О неизбежном повышении цен на продовольствие пытались говорить и другие, даже этот олух Игнатов. Мол, мера временная, трудящиеся поймут и одобрят. Хрущев был убежден в обратном, однако с каждым таким разговором все более и более сдавал прежние позиции. В конце концов, советский народ может и должен проявить сознательность и чуть потуже затянуть пояс на короткое время. Войну пережили — разве не смогут пережить возросшую на несколько копеек цену на мясо и молоко!
— Кроме того, надо укреплять армию и, так сказать, на ближних рубежах, — продолжал между тем Малиновский. — Если бы не войска, кто знает, чем закончился венгерский мятеж.
— Ничего подобного не повторится! — запальчиво заявил Хрущев. — Уже весь мир понял преимущество социалистического образа жизни.
— Как сказать. Была же Караганда…
— Не смейте напоминать мне о Караганде! — завопил Первый секретарь ЦК партии. — Никогда не смейте!
— Виноват.
— Сговорились вы все, что ли?!
Окаменев, выставив вперед подбородок, бледный Малиновский глядел на собеседника.
Одно это слово — Караганда — приводило Первого секретаря в состояние исступления. Караганда была для него символом поражения, своей ущербности и неспособности справиться с ситуацией даже в одном-единственном и к тому же небольшом городе, если она хоть на мгновение вышла из-под контроля.

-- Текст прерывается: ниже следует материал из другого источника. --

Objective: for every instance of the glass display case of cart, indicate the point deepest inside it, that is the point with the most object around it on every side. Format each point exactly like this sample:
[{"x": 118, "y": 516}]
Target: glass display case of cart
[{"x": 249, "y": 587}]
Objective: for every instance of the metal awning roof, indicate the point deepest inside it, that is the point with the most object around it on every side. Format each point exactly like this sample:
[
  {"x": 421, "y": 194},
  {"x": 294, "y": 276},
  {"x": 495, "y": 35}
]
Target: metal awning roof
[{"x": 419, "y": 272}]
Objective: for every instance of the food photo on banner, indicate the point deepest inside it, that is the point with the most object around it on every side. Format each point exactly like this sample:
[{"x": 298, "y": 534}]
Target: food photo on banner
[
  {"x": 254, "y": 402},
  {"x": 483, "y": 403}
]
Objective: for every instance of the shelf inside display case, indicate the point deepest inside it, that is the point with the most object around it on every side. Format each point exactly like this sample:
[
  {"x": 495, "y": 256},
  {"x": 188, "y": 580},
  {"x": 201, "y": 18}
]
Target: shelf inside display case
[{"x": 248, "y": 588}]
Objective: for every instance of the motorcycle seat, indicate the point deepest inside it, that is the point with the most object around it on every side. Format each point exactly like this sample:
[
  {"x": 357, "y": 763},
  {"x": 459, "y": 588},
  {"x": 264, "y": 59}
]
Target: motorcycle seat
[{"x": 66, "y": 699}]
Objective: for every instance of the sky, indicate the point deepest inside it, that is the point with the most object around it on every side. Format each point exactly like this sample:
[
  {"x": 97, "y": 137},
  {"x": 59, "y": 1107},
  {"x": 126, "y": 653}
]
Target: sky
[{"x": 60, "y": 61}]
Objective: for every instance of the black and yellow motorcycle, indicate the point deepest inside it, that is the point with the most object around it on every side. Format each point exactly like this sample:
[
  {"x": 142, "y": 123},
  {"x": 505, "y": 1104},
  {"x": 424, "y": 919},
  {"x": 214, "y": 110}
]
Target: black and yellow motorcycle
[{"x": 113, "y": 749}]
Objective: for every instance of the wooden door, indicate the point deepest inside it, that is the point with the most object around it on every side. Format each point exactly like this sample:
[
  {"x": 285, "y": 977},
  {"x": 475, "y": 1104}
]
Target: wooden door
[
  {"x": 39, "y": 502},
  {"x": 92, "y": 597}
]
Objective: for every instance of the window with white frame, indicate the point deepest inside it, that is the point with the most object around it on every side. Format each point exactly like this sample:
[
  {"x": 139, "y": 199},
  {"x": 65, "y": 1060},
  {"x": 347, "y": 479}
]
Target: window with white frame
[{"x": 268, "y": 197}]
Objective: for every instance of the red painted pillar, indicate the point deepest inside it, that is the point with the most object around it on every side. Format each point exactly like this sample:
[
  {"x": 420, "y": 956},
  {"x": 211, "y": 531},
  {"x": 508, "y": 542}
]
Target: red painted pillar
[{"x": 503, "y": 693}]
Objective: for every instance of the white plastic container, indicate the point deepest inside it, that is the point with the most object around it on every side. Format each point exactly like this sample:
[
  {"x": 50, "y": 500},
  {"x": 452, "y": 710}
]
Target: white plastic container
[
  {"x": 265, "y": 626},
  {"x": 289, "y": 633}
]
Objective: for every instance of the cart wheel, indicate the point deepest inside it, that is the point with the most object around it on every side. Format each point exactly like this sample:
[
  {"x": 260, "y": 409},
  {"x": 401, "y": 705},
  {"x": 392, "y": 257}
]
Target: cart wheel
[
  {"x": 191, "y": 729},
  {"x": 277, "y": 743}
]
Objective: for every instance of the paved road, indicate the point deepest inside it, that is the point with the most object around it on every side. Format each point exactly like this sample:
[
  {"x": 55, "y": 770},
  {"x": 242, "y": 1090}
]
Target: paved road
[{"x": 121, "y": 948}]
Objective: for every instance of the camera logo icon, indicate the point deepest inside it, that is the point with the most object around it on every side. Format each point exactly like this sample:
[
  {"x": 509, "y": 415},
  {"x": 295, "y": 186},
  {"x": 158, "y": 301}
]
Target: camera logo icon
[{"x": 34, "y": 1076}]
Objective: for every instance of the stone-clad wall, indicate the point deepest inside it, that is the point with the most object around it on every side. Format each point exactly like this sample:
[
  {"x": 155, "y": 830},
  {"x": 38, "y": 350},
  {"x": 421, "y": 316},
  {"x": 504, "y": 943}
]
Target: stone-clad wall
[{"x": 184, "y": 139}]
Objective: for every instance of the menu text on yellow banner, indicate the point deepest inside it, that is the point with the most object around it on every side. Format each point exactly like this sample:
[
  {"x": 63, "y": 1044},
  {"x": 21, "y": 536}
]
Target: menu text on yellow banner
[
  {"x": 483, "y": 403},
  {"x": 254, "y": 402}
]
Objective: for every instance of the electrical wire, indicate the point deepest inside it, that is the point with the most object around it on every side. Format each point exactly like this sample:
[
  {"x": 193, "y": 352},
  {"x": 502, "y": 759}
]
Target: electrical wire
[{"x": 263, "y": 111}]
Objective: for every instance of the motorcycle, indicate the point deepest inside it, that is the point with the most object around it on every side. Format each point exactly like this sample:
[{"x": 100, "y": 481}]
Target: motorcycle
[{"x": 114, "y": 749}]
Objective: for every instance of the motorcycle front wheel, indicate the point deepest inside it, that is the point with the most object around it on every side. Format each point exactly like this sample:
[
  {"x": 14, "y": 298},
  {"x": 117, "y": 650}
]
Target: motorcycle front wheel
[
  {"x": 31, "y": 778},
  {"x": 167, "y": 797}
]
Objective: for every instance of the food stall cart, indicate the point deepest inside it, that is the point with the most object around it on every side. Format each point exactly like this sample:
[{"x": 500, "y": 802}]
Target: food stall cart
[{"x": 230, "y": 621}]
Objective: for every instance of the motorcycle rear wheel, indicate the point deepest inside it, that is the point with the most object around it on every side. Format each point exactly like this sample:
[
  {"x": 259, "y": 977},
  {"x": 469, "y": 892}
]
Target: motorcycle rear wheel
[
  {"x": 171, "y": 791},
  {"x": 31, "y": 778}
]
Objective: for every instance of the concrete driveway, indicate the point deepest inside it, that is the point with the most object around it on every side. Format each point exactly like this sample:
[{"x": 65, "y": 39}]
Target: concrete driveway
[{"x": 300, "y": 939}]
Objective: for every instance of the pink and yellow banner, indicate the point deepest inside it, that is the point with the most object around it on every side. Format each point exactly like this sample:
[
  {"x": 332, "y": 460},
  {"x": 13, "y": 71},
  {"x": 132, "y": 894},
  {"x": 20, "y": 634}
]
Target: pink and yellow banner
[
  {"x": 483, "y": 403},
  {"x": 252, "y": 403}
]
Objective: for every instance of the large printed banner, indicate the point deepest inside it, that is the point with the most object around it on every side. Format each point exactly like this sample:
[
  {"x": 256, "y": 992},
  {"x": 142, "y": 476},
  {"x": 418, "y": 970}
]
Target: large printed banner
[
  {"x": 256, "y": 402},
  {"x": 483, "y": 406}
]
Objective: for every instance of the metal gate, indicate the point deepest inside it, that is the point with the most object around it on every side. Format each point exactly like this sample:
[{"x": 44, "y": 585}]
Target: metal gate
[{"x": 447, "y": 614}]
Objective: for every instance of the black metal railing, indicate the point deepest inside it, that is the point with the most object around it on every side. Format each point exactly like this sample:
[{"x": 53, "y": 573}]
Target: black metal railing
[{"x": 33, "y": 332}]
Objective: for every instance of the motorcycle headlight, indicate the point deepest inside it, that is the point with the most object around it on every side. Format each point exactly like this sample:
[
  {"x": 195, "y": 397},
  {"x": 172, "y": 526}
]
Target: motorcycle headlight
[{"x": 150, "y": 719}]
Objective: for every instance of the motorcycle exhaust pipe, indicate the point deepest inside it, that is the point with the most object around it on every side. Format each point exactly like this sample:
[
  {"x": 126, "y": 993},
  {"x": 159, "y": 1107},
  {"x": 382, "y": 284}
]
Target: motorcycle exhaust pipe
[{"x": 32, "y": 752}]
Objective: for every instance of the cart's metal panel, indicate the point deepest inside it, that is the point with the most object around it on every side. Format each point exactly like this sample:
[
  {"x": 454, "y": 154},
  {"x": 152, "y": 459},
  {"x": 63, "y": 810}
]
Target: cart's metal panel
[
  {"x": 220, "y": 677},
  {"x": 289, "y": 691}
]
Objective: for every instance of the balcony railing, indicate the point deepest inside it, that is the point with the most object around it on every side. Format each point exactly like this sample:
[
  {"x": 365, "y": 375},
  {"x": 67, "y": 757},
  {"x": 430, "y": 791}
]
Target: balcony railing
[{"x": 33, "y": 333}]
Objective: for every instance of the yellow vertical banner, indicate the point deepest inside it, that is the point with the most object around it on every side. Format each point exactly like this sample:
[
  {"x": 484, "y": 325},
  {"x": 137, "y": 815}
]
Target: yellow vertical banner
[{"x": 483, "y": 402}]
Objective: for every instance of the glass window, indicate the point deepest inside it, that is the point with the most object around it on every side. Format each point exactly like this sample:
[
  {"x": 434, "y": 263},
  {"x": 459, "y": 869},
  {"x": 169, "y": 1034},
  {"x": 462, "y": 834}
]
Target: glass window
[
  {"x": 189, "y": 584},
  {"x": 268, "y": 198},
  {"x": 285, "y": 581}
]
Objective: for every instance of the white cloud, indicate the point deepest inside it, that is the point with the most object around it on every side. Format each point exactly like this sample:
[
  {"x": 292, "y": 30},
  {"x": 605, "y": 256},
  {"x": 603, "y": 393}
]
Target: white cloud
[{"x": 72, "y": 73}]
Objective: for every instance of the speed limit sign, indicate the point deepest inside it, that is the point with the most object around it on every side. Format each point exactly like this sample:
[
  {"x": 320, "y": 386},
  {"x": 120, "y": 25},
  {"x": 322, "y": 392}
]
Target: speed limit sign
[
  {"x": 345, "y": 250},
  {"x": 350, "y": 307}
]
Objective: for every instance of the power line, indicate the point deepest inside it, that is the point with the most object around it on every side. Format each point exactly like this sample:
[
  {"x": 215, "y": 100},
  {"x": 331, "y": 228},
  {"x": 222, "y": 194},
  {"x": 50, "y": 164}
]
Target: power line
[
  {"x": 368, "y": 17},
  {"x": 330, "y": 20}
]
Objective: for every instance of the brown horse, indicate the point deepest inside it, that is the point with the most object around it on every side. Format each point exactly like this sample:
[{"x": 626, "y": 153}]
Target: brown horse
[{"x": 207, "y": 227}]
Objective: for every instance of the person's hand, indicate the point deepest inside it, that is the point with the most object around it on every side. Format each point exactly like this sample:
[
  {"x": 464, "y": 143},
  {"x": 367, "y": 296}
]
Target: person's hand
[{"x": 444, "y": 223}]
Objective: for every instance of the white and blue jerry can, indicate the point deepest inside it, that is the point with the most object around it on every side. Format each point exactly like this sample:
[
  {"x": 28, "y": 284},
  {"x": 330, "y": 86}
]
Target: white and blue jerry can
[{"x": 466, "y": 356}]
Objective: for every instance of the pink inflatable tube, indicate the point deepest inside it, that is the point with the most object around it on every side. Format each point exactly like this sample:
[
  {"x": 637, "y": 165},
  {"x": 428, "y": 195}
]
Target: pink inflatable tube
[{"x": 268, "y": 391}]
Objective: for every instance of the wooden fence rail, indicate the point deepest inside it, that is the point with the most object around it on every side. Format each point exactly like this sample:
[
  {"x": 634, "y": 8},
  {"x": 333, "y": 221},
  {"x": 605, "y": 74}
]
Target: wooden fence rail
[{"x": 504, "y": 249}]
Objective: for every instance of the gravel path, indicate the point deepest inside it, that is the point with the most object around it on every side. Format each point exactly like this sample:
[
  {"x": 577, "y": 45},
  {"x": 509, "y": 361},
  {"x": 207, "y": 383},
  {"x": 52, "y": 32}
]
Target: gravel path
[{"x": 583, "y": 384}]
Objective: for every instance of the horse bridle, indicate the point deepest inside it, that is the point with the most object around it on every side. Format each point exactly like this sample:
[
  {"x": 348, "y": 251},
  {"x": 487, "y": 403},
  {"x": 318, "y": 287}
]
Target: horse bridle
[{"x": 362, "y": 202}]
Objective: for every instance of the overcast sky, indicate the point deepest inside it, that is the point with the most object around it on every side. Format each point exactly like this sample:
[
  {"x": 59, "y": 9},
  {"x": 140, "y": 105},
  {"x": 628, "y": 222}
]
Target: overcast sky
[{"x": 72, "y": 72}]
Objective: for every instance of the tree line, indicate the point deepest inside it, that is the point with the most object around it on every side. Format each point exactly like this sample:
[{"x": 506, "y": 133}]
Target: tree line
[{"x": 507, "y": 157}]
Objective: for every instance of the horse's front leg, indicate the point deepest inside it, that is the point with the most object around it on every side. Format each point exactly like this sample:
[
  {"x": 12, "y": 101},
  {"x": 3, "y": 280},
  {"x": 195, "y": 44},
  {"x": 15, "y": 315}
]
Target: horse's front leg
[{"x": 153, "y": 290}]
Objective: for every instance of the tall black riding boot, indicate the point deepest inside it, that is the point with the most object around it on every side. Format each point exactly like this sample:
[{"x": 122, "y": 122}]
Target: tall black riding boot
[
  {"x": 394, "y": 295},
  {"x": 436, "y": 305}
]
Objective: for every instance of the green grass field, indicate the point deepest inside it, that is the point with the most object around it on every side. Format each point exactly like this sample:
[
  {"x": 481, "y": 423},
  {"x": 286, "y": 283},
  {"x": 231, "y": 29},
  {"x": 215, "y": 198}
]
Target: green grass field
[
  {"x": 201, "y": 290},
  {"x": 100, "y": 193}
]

Хрущев уговаривал себя, что невозможно было поступить иначе, кроме как послать войска против демонстрантов с антиправительственными лозунгами, но тут же с ужасом вспоминал белый листок, на котором были напечатаны в столбик фамилии погибших. Этот листок положили ему на стол на другой день после разгона манифестации, и он долго и непонимающе смотрел на эти фамилии, похожие на список на братской могиле. Карагандинские события оставили в душе Первого секретаря тяжкий осадок — более тяжелый, нежели будапештские; хотя бы потому, что Венгрия, как ни крути, — это где-то далеко, за границей, а Караганда — часть собственной страны.
— На днях говорил с Семичастным, — сообщил Хрущев уже более миролюбиво. — Тот совсем с ума сошел. Требует ввести военное патрулирование на всех крупных предприятиях Москвы и Ленинграда. Мол, антисоветские элементы мутят воду и пытаются спровоцировать забастовку. Ну, разве не бред?
— Бред, — кивнул Малиновский.
— И я говорю: бред! — обрадованный поддержкой, засмеялся Хрущев.
Впрочем, в глубине души ему было не до смеха. Тот разговор с Семичастным посеял в душе тревогу и даже страх.